В формировании модального плана вопросительного высказывания в тексте трактата принимают участие и модальные компоненты эпистемической семантики, но такие контексты единичны.
Приведенный выше краткий анализ способов формирования модального аспекта вопросительного по форме предложения в памятниках древне(верхне)немецкого периода иллюстрирует богатые возможности функционирования в них модальных слов и
частиц. Каждый памятник обладает, однако, особенностями, связанными с диалектальной принадлежностью текстов, временем их создания, формой построения и жанровотипологическими характеристиками.
Принятые сокращения
T. — Tatian.
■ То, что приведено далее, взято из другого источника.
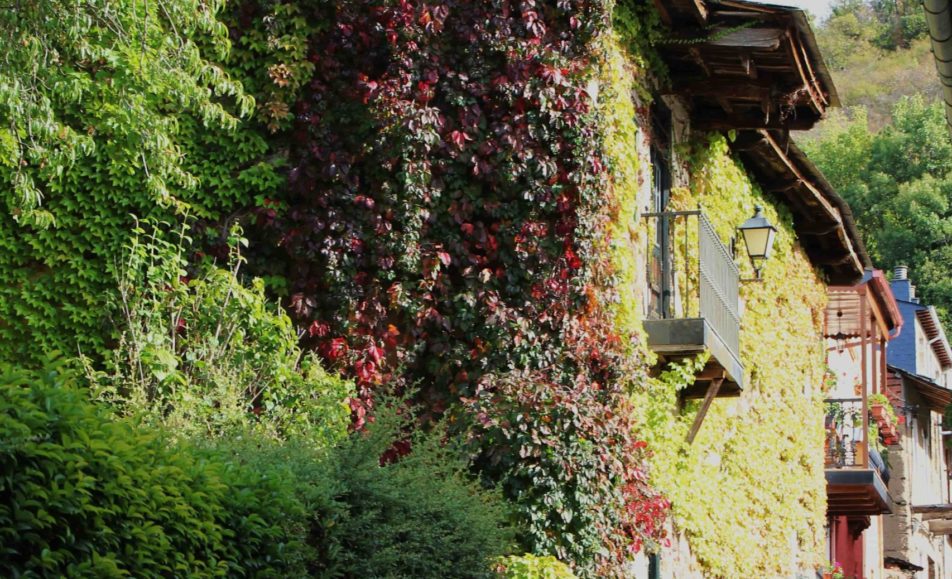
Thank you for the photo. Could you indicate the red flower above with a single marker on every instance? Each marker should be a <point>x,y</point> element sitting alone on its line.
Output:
<point>332,350</point>
<point>572,259</point>
<point>319,329</point>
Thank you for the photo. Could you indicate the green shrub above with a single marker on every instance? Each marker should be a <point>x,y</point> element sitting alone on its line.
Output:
<point>202,353</point>
<point>529,566</point>
<point>84,495</point>
<point>419,515</point>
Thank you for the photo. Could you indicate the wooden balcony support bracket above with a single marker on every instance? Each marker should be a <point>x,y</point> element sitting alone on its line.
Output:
<point>705,406</point>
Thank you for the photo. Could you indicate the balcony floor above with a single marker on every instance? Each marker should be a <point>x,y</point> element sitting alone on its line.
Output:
<point>856,491</point>
<point>677,339</point>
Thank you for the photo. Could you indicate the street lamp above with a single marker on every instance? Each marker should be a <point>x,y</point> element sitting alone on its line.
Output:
<point>758,236</point>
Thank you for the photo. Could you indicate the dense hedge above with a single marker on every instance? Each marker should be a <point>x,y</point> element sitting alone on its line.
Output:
<point>85,495</point>
<point>446,222</point>
<point>82,495</point>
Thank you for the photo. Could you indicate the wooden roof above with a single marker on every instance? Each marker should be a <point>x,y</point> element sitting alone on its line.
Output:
<point>744,65</point>
<point>755,69</point>
<point>822,220</point>
<point>846,316</point>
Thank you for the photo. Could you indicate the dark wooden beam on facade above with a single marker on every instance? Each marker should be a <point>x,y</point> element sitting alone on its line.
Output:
<point>706,121</point>
<point>699,60</point>
<point>725,88</point>
<point>705,406</point>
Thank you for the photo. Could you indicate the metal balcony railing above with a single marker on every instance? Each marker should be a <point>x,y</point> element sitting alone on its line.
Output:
<point>692,274</point>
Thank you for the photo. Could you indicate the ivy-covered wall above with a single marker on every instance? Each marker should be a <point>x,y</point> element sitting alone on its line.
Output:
<point>446,200</point>
<point>754,474</point>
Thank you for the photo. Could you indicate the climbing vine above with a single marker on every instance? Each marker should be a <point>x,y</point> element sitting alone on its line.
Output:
<point>754,474</point>
<point>447,223</point>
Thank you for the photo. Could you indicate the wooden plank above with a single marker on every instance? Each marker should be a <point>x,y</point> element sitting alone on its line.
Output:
<point>755,38</point>
<point>728,88</point>
<point>702,412</point>
<point>940,527</point>
<point>706,121</point>
<point>935,508</point>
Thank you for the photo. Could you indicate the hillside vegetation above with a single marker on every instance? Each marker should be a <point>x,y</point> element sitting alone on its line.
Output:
<point>888,150</point>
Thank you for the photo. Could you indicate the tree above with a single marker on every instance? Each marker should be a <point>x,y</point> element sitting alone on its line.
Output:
<point>123,68</point>
<point>899,184</point>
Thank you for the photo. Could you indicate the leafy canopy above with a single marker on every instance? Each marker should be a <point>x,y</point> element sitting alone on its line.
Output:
<point>898,182</point>
<point>125,68</point>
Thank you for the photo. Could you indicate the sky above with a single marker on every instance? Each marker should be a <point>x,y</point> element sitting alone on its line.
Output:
<point>820,8</point>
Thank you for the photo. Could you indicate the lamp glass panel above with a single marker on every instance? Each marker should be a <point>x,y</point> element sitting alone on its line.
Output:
<point>757,241</point>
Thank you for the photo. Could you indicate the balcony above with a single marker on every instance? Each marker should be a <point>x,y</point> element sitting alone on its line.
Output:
<point>856,475</point>
<point>694,299</point>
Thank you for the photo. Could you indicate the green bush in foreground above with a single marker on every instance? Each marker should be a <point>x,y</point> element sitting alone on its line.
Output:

Lateinisch und Althochdeutsch / Hrsg. von E. Sievers. Paderborn, 1872.
O. — Otfrids Evangelienbuch: 6. Aufl. / Hrsg. von Oskar Erdmann. Tubingen, 1973.
Hel. — Heliand und Genesis / Hrsg. von O. Behaghel. 4. Aufl. Halle (Saale), 1933.
N. — Die Schriften Notkers und seiner Schule: In 3 Bd. Bd I. Schriften philosopischen Inhalts / Hrsg. von P. Piper. Freiburg I. B. und Tubingen, 1882.
Литература
1. Алисова Т. Б. Дополнительные отношения модуса и диктума // Вопросы языкознания. 1971. №1.
2. Арутюнова Н. Д. Язык и мир человека. М., 1998.
3. Гак В. Г. О категориях модуса предложения // Предложение и текст в семантическом аспекте: Межвуз. сб. науч. трудов; отв. ред. И. П. Сусов. Калинин, 1978. С. 19-26.
4. Нефедов С. Т. Грамматика модальных компонентов: диахронический аспект: Дис. ... д-ра филол. наук. СПб., 2008.
5. Нефедов С. Т. Коммуникативная модальность и эпистемические модальные компоненты в немецком языке (синхрония и диахрония). СПб., 2007. 201 с.
6. Адмони В. Г. Исторический синтаксис немецкого языка. М., 1963.
7. Grimm J. Deutsche Grammatik: In 4 Bd. Bd III. Gottingen, 1831.
8. Эйхбаум Г. Н. Развитие союзного сочинения предложений в немецком языке: Дис. . . . канд. филол. наук. Л., 1953.
9. Windisch E. Der Heliand und seine Quellen. Leipzig, 1868.
Статья поступила в редакцию 20 июля 2010 г.